I’ve been stuck on this too long. I’m trying to filter countList for all primes, but I’m not having any luck. I’m just having trouble finding the primes. I will write the condition that I want to pass:
The number is greater than 1 AND none of the divisors can divide the number without a remainder.
function sumPrimes(num) {
var countList = (function numberList(integer) {
var array = [];
for (var i = 2; i <= integer; i++) {
array.push(i);
}
return array;
}(num));
return countList.filter(function(value) {
for (var i = 1; i < value;) {
return (value > 1) && (value % i === 0) ? value : false;
}
});
}
sumPrimes(10);
It looks like you have a good start with countList creating an array and pushing all the values from 2 up to and including num.

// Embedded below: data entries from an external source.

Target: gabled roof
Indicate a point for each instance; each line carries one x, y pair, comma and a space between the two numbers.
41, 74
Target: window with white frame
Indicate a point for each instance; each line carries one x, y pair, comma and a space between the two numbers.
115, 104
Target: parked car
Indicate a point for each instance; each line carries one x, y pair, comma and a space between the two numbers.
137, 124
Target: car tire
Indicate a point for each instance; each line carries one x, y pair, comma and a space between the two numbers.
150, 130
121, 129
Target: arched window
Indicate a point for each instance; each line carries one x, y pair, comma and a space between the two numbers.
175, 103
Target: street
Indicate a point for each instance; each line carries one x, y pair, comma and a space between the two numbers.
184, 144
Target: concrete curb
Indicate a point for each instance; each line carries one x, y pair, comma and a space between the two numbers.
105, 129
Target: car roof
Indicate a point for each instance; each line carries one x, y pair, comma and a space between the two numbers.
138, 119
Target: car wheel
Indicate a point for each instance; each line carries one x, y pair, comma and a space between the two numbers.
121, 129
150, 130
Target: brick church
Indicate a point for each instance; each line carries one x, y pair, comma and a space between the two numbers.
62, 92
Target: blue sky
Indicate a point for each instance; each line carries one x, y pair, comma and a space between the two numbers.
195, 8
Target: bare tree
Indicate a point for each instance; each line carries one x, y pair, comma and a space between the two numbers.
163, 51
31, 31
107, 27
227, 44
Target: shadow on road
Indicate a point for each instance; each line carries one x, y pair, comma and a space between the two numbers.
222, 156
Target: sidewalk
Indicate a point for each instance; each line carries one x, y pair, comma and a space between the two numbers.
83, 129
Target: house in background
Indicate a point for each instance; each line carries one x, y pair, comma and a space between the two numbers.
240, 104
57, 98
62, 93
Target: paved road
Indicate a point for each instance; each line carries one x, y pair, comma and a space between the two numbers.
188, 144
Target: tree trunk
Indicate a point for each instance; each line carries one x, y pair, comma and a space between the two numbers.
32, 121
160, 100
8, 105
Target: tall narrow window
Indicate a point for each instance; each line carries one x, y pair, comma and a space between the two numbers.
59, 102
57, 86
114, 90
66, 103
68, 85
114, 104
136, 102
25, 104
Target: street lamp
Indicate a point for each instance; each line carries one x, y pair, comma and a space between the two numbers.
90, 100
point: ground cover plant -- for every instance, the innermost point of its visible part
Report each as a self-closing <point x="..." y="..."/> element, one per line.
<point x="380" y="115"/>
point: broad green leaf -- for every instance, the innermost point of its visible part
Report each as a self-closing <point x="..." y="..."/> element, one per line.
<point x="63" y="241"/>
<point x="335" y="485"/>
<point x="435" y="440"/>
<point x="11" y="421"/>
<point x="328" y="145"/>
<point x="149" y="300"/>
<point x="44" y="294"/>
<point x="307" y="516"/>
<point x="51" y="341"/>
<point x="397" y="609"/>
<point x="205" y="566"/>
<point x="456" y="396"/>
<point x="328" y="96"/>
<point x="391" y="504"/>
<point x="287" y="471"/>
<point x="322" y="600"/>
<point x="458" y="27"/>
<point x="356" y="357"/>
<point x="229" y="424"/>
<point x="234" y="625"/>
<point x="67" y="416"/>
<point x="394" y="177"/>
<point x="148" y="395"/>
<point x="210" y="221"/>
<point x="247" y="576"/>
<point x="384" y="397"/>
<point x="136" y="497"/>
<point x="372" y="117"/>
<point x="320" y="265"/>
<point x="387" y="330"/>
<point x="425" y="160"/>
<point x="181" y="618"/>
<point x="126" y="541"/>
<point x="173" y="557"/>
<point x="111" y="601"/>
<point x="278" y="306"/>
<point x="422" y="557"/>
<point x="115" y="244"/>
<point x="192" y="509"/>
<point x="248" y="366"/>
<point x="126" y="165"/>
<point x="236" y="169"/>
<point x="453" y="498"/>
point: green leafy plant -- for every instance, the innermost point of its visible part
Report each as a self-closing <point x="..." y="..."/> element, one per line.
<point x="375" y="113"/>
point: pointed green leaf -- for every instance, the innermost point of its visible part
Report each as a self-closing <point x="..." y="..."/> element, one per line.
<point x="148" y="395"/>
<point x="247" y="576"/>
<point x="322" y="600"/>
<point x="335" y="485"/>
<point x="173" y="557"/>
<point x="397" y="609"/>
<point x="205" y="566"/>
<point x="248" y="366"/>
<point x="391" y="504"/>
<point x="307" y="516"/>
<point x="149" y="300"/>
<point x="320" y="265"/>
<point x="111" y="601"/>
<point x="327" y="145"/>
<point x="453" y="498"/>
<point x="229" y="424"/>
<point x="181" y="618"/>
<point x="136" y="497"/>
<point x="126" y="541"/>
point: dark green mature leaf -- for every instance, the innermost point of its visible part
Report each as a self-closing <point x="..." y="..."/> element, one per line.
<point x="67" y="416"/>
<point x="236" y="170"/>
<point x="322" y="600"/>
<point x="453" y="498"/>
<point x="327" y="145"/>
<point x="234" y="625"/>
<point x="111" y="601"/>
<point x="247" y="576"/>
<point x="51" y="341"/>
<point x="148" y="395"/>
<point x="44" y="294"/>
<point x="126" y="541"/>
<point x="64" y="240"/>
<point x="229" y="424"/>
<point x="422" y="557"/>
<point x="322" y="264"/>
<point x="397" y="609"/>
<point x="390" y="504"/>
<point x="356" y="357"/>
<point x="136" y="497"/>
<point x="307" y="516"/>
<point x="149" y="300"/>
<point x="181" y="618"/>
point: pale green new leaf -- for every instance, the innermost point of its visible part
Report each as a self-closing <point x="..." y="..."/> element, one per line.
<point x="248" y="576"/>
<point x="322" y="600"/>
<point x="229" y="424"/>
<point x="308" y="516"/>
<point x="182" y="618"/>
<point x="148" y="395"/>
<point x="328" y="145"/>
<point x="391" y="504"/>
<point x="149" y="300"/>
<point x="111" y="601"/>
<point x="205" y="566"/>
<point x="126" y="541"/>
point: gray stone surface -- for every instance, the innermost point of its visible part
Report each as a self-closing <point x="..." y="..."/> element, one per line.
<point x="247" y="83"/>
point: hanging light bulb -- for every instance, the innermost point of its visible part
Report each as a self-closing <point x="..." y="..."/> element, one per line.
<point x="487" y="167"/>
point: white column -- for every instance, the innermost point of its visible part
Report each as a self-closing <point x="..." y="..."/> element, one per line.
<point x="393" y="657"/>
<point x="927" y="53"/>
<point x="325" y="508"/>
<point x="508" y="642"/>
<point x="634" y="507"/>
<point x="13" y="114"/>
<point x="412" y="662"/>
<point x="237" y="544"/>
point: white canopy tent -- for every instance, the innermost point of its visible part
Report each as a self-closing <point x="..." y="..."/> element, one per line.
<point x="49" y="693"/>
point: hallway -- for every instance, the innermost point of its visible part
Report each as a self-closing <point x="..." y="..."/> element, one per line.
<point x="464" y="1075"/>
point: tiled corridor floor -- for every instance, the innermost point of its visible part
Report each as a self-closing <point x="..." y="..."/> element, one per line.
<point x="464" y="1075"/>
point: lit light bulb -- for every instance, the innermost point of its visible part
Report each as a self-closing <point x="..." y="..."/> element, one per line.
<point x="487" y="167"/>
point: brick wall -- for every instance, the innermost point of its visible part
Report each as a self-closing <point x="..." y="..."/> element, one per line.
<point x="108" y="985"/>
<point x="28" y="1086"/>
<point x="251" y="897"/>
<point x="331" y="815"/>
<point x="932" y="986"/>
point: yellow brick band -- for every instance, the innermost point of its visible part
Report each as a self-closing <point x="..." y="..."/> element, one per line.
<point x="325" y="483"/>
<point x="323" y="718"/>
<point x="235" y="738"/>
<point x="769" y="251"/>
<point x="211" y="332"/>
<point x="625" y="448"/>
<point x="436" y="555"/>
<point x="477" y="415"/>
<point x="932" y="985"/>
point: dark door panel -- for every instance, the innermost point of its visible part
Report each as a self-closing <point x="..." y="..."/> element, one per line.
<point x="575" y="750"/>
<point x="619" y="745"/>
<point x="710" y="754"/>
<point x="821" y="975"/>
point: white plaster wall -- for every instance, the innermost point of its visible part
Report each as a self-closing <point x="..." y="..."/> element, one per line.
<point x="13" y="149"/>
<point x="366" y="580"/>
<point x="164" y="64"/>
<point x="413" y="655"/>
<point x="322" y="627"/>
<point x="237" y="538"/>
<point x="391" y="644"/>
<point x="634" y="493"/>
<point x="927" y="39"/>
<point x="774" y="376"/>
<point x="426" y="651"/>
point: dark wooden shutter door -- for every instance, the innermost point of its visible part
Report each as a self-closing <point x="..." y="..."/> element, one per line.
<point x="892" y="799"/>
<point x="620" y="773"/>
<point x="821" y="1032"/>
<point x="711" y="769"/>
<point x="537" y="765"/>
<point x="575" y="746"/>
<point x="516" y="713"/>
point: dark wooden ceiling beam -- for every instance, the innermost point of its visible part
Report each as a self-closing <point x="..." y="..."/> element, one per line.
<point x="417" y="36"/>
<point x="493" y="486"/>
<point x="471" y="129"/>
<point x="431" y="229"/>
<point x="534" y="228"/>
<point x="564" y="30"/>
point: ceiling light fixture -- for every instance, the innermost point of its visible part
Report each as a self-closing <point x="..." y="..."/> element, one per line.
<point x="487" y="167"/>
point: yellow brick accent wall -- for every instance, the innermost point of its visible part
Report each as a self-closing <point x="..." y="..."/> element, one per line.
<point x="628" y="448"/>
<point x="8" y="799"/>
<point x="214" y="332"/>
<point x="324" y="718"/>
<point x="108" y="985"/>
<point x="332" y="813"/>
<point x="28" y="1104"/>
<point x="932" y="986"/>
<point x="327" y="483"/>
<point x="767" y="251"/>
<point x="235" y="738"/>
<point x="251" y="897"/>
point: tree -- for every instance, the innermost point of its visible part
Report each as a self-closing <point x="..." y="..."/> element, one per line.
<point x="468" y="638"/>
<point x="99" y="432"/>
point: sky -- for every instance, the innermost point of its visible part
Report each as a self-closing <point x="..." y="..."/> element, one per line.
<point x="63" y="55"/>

Let’s walkthrough what you’re trying to do with the filter method:
return countList.filter(function(value) { // filtering to return only the values that are true
for (var i = 1; i < value;) { // looping through from 1 to the element to see if it is a prime. does the 'i' actually ever change if there is no third expression in the for loop in which to increment/decrement i?
return (value > 1) && (value % i === 0) ? value : false; // this is saying return a true or false value right away to be in the new array or not
}
});
Things to think about:
the for loop doesn’t have a third expression to increment i, so i will always be 1 and all the values in the array will be returned.
is there a reason you need to start looping in the for loop with the number 1? any value modded by 1 will be 0 and that’s why the entire countList is returned.
decide when to return true or false. might you return either true false while the loop is still continuing to the next i value in the for loop or maybe returning something when the loop is over or a combination of both?